John 15:9-14

9 “As the Father loved Me, I also have loved you; abide in My love.

10 If you keep My commandments, you will abide in My love, just as I have kept My Father’s commandments and abide in His love.

11 “These things I have spoken to you, that My joy may remain in you, and that your joy may be full.

12 This is My commandment, that you love one another as I have loved you.

13 Greater love has no one than this, than to lay down one’s life for his friends.

14 You are My friends if you do whatever I command you.”

The commentaries apply this to the Church, but in the context of the entire chapter, it’s obvious that Christ was speaking to the disciples (vs.3, 11, 16, 27) and, therefore, to Israel.

God’s love is unchanging. As long as His followers focus on it (abide in Him), they’ll bear fruit. But not if they abide in themselves and focus on their love for Him. Then they’ll see failure.

“So shall ye be My disciples” (John 15:8). With this should be compared John 8:31: “If ye continue in My Word, then are ye My disciples indeed.” Continuance in the Word is not a condition of discipleship, but an evidence of it. So here, to bear much fruit will make it manifest that we are His disciples. Just as good fruit on a tree does not make the tree a good one, but marks it out as such, so we prove ourselves to be Christ’s disciples by displaying Christlike qualities.
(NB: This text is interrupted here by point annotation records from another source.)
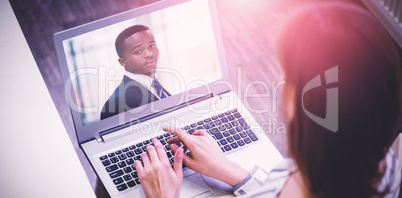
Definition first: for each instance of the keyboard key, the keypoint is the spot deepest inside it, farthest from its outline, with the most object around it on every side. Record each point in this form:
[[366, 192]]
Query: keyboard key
[[252, 135], [247, 140], [131, 183], [216, 132], [116, 174], [243, 124], [127, 177], [235, 123], [118, 181], [191, 131], [228, 125], [137, 158], [130, 161], [130, 154], [186, 127], [146, 142], [223, 142], [232, 131], [231, 117], [122, 156], [127, 169], [218, 122], [114, 159], [207, 120], [138, 151], [240, 143], [159, 137], [112, 168], [103, 157], [106, 162], [134, 174], [227, 148], [199, 127], [122, 187], [122, 164], [243, 134], [111, 154], [209, 125], [224, 120], [169, 154]]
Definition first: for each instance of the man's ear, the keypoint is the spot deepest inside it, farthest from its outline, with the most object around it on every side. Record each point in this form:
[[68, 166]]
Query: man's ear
[[122, 62]]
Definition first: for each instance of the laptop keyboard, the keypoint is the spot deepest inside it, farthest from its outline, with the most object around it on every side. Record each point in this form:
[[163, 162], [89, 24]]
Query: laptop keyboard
[[229, 129]]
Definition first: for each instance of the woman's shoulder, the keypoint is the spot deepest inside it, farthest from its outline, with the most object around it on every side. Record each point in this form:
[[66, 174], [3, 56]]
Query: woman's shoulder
[[391, 181]]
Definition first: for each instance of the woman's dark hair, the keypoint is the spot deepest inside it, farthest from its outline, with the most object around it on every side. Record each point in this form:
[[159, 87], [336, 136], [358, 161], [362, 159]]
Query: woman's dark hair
[[317, 38]]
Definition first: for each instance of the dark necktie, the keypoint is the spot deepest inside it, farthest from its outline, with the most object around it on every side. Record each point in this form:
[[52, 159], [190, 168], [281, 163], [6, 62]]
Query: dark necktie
[[158, 89]]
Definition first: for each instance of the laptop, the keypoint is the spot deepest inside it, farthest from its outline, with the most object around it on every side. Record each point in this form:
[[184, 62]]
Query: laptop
[[191, 67]]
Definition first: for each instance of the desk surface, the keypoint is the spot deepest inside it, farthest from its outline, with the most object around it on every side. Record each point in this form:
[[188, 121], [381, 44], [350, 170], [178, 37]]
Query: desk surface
[[38, 159]]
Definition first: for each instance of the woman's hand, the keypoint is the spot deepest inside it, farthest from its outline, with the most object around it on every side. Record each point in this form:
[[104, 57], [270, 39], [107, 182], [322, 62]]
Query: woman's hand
[[157, 177], [207, 157]]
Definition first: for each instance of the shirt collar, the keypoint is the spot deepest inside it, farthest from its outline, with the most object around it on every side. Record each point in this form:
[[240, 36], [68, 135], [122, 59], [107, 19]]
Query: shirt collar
[[141, 78]]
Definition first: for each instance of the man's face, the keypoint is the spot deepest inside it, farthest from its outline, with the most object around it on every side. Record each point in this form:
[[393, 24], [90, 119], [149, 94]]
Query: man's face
[[140, 53]]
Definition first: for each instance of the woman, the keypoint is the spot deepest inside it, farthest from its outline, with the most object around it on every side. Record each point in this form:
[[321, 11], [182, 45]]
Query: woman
[[353, 161]]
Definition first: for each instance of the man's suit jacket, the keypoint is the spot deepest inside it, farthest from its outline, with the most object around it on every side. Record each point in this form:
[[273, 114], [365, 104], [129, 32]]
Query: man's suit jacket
[[128, 95]]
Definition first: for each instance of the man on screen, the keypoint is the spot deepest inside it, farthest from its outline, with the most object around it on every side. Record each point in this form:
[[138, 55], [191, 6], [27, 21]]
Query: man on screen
[[138, 54]]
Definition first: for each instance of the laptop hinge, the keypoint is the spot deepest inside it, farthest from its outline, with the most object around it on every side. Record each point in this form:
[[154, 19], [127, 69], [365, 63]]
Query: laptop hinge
[[99, 139], [126, 129]]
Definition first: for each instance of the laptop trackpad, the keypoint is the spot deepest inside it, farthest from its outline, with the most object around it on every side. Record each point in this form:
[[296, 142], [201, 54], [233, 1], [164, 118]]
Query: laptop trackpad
[[194, 185]]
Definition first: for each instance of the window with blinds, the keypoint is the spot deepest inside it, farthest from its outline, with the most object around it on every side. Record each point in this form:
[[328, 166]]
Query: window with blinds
[[389, 12]]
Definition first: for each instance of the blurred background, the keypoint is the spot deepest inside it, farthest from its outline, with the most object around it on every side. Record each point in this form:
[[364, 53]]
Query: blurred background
[[249, 29]]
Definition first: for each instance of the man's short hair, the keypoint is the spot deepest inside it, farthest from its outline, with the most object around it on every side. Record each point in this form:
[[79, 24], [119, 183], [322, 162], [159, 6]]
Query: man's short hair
[[126, 33]]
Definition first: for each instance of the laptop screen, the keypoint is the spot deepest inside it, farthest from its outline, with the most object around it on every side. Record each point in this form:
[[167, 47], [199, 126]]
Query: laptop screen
[[179, 50]]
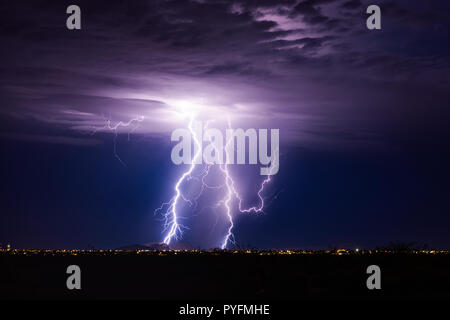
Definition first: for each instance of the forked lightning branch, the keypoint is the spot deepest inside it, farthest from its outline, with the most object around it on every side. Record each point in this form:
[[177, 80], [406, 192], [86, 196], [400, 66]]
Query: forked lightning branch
[[198, 145]]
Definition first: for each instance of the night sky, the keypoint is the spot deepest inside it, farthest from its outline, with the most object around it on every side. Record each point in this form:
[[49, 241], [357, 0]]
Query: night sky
[[363, 115]]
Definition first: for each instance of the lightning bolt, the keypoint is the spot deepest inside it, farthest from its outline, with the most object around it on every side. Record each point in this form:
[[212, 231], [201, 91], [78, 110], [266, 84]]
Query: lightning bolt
[[110, 127], [171, 216]]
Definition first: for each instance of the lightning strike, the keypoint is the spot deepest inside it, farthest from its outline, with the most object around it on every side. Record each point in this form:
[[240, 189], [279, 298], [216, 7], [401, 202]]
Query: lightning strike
[[110, 127]]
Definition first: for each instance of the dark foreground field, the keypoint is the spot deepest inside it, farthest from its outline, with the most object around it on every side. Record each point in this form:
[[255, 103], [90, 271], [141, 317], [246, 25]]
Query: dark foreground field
[[214, 276]]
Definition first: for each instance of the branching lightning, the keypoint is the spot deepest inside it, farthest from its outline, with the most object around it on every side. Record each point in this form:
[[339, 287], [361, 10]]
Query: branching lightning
[[171, 216], [110, 127]]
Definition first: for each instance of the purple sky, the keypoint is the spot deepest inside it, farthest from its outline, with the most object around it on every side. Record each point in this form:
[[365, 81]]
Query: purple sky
[[310, 68]]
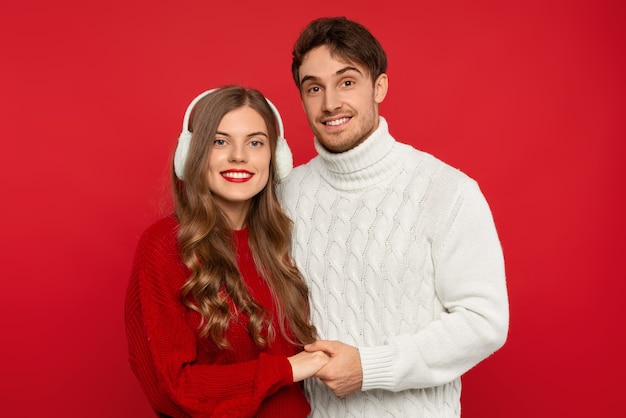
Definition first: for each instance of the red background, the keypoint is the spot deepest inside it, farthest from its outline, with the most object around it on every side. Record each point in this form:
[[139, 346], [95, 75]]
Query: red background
[[525, 96]]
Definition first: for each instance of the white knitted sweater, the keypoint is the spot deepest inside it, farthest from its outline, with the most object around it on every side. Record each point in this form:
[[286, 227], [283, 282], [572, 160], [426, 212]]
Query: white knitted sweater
[[403, 261]]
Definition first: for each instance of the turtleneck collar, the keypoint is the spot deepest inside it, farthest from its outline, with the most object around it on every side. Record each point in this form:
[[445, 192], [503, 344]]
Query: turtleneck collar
[[369, 163]]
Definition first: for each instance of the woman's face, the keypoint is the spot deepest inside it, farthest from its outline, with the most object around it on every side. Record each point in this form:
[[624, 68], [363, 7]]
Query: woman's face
[[239, 162]]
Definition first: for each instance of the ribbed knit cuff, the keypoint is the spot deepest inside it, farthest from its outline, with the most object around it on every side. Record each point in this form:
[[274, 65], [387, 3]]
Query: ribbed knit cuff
[[377, 367]]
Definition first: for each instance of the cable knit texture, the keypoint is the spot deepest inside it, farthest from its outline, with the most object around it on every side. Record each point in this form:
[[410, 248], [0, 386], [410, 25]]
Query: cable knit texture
[[404, 262], [184, 375]]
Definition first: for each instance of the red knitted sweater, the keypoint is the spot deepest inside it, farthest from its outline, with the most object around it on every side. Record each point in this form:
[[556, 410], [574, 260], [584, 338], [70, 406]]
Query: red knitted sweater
[[184, 375]]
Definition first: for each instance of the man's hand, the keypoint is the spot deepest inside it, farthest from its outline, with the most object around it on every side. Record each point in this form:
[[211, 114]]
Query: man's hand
[[343, 373]]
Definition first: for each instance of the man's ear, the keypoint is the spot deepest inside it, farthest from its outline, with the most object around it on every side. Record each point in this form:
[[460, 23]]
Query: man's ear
[[381, 86]]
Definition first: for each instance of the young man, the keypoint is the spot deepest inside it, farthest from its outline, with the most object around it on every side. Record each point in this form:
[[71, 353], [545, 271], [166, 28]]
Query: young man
[[399, 249]]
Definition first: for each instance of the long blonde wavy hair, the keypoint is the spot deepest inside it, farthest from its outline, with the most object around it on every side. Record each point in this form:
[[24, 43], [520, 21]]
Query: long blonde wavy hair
[[206, 239]]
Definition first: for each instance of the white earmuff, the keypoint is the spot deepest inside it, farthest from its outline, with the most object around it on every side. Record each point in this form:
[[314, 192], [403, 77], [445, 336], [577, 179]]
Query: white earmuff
[[283, 162]]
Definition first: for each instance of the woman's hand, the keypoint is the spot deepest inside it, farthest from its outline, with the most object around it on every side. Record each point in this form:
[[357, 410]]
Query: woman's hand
[[304, 364]]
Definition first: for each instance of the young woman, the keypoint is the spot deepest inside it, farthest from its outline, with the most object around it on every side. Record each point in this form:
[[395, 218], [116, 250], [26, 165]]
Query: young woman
[[216, 313]]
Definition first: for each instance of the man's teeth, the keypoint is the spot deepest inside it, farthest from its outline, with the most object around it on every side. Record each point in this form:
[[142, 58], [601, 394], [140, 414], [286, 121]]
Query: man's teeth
[[337, 121]]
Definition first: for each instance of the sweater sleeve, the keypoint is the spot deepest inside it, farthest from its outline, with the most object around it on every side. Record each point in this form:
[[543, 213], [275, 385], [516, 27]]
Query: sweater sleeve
[[163, 346], [470, 283]]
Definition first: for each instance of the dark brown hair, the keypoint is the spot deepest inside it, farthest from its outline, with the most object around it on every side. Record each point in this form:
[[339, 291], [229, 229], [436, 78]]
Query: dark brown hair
[[346, 39]]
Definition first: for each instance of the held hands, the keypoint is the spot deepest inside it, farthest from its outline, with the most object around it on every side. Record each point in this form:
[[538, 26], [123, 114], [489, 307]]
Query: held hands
[[306, 364], [342, 373]]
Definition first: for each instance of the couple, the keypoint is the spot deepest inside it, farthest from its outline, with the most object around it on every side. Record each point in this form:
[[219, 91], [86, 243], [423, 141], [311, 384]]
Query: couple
[[397, 251]]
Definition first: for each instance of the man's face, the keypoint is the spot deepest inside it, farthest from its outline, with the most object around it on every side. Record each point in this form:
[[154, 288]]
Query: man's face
[[339, 99]]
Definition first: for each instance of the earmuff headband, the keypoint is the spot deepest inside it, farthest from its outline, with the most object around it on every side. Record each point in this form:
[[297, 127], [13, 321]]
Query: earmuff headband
[[283, 162]]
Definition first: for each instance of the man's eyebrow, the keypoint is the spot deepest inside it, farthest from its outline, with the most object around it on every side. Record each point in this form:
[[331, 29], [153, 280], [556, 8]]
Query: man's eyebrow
[[339, 72]]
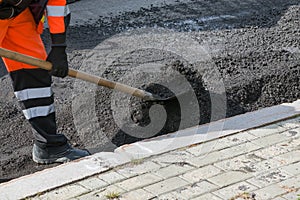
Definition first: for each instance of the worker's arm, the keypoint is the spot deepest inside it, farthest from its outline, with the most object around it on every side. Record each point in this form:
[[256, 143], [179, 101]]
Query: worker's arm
[[12, 8], [58, 16]]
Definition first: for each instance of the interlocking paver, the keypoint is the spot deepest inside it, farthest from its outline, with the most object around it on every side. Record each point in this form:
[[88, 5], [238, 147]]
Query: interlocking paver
[[293, 169], [269, 192], [222, 143], [166, 186], [290, 157], [138, 169], [268, 178], [191, 191], [206, 197], [272, 151], [260, 164], [138, 181], [291, 195], [228, 178], [234, 190], [290, 124], [173, 170], [66, 192], [267, 130], [201, 173], [92, 183], [173, 157], [217, 156], [111, 177], [292, 182], [270, 140], [137, 195], [102, 193]]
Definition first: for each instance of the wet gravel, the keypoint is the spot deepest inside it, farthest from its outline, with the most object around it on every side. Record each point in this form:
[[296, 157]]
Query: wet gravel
[[254, 46]]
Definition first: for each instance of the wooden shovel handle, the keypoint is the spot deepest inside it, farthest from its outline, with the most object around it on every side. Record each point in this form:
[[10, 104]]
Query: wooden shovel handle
[[76, 74]]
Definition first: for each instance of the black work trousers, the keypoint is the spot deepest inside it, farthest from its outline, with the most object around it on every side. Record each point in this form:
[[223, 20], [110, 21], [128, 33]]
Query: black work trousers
[[33, 90]]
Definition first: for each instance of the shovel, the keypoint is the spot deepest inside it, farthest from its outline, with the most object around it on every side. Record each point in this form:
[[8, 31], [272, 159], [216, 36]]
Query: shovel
[[147, 96]]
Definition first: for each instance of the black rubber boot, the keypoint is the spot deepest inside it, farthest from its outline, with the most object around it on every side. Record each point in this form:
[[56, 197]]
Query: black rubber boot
[[58, 154]]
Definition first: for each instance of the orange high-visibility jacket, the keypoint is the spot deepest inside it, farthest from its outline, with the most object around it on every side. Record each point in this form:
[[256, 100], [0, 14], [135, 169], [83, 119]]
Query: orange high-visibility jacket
[[22, 33], [56, 11]]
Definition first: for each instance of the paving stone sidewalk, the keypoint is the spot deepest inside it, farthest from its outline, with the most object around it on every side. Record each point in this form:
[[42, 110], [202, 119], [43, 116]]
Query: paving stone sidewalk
[[262, 163]]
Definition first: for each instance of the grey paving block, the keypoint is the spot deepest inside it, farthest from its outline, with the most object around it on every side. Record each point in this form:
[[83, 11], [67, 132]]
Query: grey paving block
[[111, 177], [293, 169], [102, 193], [191, 191], [229, 178], [178, 156], [172, 170], [206, 197], [138, 169], [231, 191], [166, 186], [267, 130], [290, 157], [137, 195], [269, 178], [272, 151], [201, 173], [92, 183], [138, 182], [66, 192], [270, 140], [269, 192]]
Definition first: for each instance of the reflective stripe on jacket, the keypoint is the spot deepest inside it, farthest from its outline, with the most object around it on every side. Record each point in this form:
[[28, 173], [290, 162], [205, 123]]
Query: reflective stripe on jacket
[[56, 11]]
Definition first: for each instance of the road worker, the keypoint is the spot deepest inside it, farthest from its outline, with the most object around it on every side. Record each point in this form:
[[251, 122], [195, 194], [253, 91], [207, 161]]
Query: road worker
[[21, 23]]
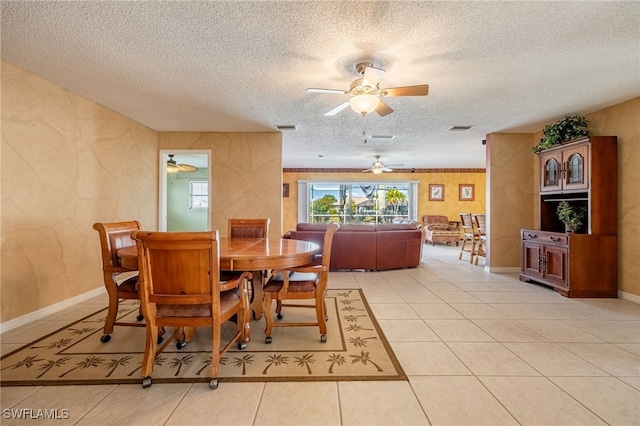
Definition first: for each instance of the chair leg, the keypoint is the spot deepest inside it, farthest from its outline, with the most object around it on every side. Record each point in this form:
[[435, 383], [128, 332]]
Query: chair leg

“As the Father hath loved Me, so I have loved you” (John 15:9). There is no change of theme, only another aspect of it. In the two previous verses the Lord had described three of the consequences of abiding in Him in order to bear fruitfulness; here, and in the three verses that follow, He names three of the varieties of the fruit borne; and it is very striking to note that they are identical with the first three and are given in the same order as those enumerated in Galatians 5:22, where the “fruit of the Spirit” is defined. Here in John 15:9, it is love; in 15:11, it is joy; while in 15:12 it is peace — the happy issue of brethren loving one another. — Pink, page 14.